Uh - people go back to school and totally switch career directions all the time. 



> She lost her job several times in the past. Each time it was a nasty firing.


What was she fired for exactly? Was it "eroded professional competence?" What exactly got her fired? How many times has she been fired? 



> but i can't be supportive in ruining her career.


Maybe she wants to switch careers. And maybe consciously, or subconsciously - get fired is the way she's trying to accomplish it. Would you support that? Or are you only going to be supportive if she's in this career, doing things exactly the way you think she should do them?


----------



## Unique Username (Jul 6, 2013)

Are you financially in a position for her not to work? Have you ACTUALLY looked at how much is spent on day-care as compared to your wife's income? 

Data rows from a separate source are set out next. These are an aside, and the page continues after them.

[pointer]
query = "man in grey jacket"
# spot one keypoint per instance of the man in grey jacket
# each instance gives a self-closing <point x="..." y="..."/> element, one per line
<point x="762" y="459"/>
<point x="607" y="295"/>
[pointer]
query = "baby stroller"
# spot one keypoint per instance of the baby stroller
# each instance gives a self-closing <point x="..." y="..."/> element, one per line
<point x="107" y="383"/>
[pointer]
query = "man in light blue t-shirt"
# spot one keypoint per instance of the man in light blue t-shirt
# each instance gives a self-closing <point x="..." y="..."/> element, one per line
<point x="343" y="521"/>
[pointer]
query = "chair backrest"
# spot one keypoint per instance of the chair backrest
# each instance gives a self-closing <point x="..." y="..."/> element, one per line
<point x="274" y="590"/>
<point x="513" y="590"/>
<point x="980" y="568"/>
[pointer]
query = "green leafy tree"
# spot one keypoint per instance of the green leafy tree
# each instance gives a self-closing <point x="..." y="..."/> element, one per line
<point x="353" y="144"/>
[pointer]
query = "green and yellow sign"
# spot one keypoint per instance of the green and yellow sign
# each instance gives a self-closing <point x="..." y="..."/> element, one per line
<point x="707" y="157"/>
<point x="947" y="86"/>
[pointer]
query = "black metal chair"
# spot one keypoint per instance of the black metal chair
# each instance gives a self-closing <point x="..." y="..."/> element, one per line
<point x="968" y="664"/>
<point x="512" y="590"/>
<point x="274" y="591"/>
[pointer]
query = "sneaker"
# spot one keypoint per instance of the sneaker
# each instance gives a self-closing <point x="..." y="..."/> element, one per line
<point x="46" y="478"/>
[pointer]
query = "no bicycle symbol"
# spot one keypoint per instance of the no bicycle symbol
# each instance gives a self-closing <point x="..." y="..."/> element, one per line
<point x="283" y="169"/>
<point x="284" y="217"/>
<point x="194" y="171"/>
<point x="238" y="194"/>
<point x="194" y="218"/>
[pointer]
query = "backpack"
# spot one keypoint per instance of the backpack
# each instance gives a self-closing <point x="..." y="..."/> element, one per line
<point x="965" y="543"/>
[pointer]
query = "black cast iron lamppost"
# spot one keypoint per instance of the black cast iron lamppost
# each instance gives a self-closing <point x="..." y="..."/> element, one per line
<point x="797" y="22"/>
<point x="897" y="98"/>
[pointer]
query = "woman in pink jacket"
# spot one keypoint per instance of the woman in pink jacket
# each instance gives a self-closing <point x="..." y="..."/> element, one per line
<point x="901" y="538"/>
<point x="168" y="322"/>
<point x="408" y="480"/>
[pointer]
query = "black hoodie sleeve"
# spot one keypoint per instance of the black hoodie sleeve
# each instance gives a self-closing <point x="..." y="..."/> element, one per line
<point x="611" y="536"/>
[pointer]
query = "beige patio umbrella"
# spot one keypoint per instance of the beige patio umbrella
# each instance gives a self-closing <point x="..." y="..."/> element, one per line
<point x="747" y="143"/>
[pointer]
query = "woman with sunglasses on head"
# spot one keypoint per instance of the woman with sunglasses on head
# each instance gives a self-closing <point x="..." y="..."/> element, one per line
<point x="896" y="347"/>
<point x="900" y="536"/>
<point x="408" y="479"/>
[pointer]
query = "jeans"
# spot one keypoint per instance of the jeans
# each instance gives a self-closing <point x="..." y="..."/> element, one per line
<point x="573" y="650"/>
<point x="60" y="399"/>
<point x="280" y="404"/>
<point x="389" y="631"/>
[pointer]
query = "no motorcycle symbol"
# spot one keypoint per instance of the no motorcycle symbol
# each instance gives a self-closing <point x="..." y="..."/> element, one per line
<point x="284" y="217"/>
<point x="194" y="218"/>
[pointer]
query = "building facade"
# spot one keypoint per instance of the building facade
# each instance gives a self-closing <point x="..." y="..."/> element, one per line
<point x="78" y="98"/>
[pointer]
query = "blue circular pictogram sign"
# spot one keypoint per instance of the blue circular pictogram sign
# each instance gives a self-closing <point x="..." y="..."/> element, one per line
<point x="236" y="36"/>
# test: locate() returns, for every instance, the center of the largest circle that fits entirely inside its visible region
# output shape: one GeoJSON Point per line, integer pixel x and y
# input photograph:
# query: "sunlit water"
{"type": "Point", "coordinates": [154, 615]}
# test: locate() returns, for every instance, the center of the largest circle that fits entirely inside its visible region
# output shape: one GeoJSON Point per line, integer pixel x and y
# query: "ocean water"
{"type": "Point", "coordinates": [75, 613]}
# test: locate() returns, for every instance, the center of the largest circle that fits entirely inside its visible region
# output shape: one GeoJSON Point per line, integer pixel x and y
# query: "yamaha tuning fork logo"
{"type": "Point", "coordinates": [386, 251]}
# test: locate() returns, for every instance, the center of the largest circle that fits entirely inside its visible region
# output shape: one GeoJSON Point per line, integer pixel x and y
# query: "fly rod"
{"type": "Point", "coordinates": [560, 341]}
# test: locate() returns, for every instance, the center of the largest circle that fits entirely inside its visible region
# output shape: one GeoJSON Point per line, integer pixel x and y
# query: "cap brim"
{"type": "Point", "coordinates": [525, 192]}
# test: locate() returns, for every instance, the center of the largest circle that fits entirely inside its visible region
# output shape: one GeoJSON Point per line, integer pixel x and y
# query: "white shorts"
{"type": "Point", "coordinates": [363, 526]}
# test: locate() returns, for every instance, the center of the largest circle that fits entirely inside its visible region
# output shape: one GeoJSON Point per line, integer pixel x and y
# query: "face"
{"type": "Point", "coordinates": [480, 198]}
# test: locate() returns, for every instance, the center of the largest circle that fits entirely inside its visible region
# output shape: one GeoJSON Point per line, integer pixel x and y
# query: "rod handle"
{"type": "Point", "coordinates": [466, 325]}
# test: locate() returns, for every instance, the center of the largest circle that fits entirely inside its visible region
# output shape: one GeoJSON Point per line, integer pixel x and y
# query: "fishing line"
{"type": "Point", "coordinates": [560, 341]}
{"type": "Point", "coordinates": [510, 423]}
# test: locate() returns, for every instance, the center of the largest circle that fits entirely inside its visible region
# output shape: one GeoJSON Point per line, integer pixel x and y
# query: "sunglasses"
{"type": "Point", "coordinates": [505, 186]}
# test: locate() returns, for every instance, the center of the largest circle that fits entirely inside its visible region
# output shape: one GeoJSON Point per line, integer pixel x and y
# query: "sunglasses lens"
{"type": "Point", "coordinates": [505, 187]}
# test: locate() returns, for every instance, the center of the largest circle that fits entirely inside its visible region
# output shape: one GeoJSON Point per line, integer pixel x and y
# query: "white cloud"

I also think that perhaps you are more resentful of taking over the household chores (wow, interesting women have been doing this for decades without a thank you or atta-girl...seems like you got a taste of what working moms have been dealing with since the 60s when divorce and women in the work-force "revolution" took place)

Sounds to me like your wife is depressed....take some steps back a bit on the resentment...and see if you can help facilitate her getting help. She may have some postpartum depression, she could have had a change in how she views her life now that she is a mother and a wife...things perhaps could be completely different from how she imagined it...

Your career goals are your own, seems like you are sitting in judgement of her...any way you look at it...it is a bad position to take with someone you are supposed to love unconditionally.....someone you are tied to forever regardless of whether you stay married or not.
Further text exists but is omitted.